EUGENE — One thing is certain when 2,289 high school athletes arrive at Hayward Field this weekend for a three-day, six-classification track and field meet that is scheduled to last nearly 33 hours.

EUGENE — One thing is certain when 2,289 high school athletes arrive at Hayward Field this weekend for a three-day, six-classification track and field meet that is scheduled to last nearly 33 hours.

"It's going to be busy over there," Sheldon High head coach Erin Regali said. "It will be interesting to see how it all shakes out."

All classifications will be combined at the state meet Thursday through Saturday for the first time since 1971, but back then only three classifications were competing at Silke Field. Now it is twice as many classifications and nearly 3,000 entries.

Hayward Field has hosted the state meet for the big schools since 1975, but the smaller schools were added to the schedule this year after Western Oregon University no longer wanted to host that meet.

"Many people wanted to try it. This has been suggested over the years, 'Can we get everyone to Hayward?'" Oregon School Activities Association assistant executive director Brad Garrett said.

"This is an opportunity to try it out, and with the University of Oregon's support, they said 'Give it a go.' We will see what happens."

Friday is the only day that will feature all six classifications with the 6A, 5A, and 4A meets beginning from 9 a.m. until 4 p.m. before the 3A, 2A, and 1A meets conclude from 2 p.m. until 10 p.m. The 3A, 2A, and 1A meets will fill the schedule from 10 a.m. until 7 p.m. on Thursday, and the 6A, 5A, and 4A schools have Saturday to themselves from 9:30 a.m. until 6 p.m.

All six meets will still be held over two days, as in the past.

"For the most part, the only thing that changes in the schedule is the time of day the meet is contested," said Siuslaw coach Chris Johnson, who was part of an Oregon Athletic Coaches Association track committee that helped consult the OSAA about the schedule. "The difference for 4A, 5A, and 6A is that we start earlier on Friday."

Garrett said it fit schools better to have the small schools open on Thursday with the big schools' starts remaining on Friday and Saturday.

"It makes sense because many small schools don't have school on Fridays and a number of them will have already had graduation," he said. "So Thursday and Friday works out good for them and we keep with the traditional Friday and Saturday for the big schools. We wanted to try to maintain the feel of having a small-school championship and big-school championship and not get to the point where we were running a 1A through 6A meet. That would not make a lot of sense."

Last year, the 6A meet began at 10 a.m. on Friday with the girls javelin and boys pole vault. This year, the meet begins with the boys long jump at 9:30 a.m. The 6A boys 3,000 meters will start at 10:26 a.m. Friday, about an hour earlier than the first final on the track last year. Last year, Saturday's schedule ran from 10 a.m. until the last final started at 6:10 p.m. and this year goes from 9:30 a.m. until 5:41 p.m.
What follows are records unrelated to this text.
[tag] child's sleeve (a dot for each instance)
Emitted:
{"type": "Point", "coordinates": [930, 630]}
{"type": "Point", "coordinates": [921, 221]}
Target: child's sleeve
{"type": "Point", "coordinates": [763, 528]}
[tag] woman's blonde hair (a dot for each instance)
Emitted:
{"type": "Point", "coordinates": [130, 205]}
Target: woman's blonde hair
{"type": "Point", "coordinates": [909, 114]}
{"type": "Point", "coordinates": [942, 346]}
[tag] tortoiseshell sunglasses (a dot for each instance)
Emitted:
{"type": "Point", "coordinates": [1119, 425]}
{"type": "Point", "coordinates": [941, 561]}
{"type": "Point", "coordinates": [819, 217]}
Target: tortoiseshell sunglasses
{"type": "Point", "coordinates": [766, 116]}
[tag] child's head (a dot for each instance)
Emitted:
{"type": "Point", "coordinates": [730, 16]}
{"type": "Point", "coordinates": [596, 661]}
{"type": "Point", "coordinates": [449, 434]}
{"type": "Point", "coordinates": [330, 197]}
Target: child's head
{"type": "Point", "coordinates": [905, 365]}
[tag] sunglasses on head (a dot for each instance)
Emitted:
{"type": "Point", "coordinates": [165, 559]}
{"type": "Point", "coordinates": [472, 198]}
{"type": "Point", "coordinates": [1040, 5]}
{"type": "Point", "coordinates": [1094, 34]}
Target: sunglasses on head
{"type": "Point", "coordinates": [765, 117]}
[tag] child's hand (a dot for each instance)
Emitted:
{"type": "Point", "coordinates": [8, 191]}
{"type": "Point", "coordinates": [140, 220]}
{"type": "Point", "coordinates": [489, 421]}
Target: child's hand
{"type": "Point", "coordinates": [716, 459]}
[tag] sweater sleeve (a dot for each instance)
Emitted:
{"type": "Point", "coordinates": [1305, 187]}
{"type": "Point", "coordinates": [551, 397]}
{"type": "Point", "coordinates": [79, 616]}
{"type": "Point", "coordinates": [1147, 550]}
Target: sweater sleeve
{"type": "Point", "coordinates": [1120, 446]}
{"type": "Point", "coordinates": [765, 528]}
"I think the schedule is pretty much the same for us," Regali said. "On Friday, we start a little earlier and we are done a little earlier. Saturday is pretty much the same."

The biggest change will be in the relays that now feature timed finals, instead of qualifying heats.

Two finals will be run in each relay, using qualifying times from district meets to determine the lanes and then the times will be matched up against one another to determine the order of finish.

"The reason we do that is because relay prelims eat up a huge chunk of time and we didn't want to finish at 11 o'clock Friday night or start at 8 in the morning, so there are some sacrifices," Garrett said.

Springfield's boys were disappointed to realize they would be in the first heat of the 4x400 relay after winning the Midwestern league title in 3:31.54, which is 10th out of 12 teams. The Millers cruised to the district title by more than two seconds with that time, which is nearly two seconds slower than their season best.

"That is our bummer because our guys didn't have to run that hard to win the 4x400, and now they are in the slow heat, so I don't like that," Springfield coach Scott Touchette said. "Now they have to go out and throw down a time, but it is too bad they don't get to run with the eight fastest teams. That should fuel their fire."

Johnson pointed out that no regular-season meets run preliminary heats in relays. Some coaches have complained that it could be a disadvantage to run in the slower heat, but Johnson noted that the NCAA Indoor Track & Field Championships have timed relay finals and Oregon's women won the 4x400 championship from the first of three heats.

"Ask any athlete if they want to run a 4x4 preliminary and then run the next day; my kids were jumping up and down when I said there was no preliminary," Johnson said.

"We run timed finals all year long. My kids at the end of the district meet without having to do prelims were tired, so anything we can do to give them a break for a couple events is a positive."

The OSAA has committed to having all classes together for the next two years and then will evaluate it before the new classification cycle begins in the fall of 2014.

"I think it's awesome," Johnson said. "We have maybe the greatest track venue in the world in Oregon, so it never made sense to me why we could not find a way to do this before. If I were Powers or Mapleton, I'd rather have it at Hayward Field. It is a celebration of track and field."